Models can convey biases and false information to users
By Celeste Kidd(1) and Abeba Birhane (2-3)
Individual humans form their beliefs by sampling a small subset of the available data in the world. Once those beliefs are formed with high certainty, they can become stubborn to revise. Fabrication and bias in generative artificial intelligence (AI) models are established phenomena that can occur as part of regular system use, in the absence of any malevolent forces seeking to push bias or disinformation. However, transmission of false information and bias from these models to people has been prominently absent from the discourse.

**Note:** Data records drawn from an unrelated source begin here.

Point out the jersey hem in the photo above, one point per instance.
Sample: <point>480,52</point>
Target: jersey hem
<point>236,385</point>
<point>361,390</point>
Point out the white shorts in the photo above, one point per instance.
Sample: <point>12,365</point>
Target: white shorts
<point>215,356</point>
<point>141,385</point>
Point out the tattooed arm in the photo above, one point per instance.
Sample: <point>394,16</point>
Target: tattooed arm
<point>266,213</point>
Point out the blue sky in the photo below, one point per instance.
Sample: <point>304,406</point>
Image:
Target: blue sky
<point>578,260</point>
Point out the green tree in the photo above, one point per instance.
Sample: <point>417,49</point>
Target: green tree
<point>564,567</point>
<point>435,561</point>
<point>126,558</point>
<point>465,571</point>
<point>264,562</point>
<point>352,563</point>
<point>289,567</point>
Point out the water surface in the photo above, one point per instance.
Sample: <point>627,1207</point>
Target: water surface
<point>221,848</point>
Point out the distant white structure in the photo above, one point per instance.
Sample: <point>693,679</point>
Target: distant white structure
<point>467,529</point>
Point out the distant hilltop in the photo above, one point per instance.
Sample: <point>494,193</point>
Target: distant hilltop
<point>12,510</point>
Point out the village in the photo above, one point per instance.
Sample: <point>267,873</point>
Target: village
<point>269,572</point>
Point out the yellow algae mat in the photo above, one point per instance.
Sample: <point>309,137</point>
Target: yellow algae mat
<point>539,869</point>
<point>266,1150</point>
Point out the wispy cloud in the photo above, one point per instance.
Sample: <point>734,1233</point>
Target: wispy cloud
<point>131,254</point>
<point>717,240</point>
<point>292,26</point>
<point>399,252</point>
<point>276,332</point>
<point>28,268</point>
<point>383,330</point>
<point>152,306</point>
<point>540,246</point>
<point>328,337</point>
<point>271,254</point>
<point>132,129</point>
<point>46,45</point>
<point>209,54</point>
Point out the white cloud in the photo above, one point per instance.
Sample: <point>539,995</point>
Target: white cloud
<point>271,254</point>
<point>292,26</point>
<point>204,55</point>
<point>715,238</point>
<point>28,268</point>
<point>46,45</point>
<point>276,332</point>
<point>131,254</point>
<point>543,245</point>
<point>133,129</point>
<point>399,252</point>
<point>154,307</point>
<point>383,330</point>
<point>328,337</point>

Overhyped, unrealistic, and exaggerated capabilities permeate how generative AI models are presented, which contributes to the popular misconception that these models exceed human-level reasoning and exacerbates the risk of transmission of false information and negative stereotypes to people. Generative AI models—including OpenAI’s GPT variants, Google’s Bard, OpenAI’s DALL·E, Stable Diffusion, and Midjourney—have captured the minds of the public and inspired widespread adoption. Yet, these models contain known racial, gender, and class stereotypes and biases from their training data and other structural factors, which downstream into model outputs (1–3).
Marginalized groups are the most negatively affected by these biases. Further, these models regularly fabricate information (4). Some model developers have acknowledged these problems but suggested that people must use the systems to reveal trends in problematic outputs to remedy them. This ignores that distortions to human beliefs caused by generative AI models cannot be easily corrected after problems are discovered.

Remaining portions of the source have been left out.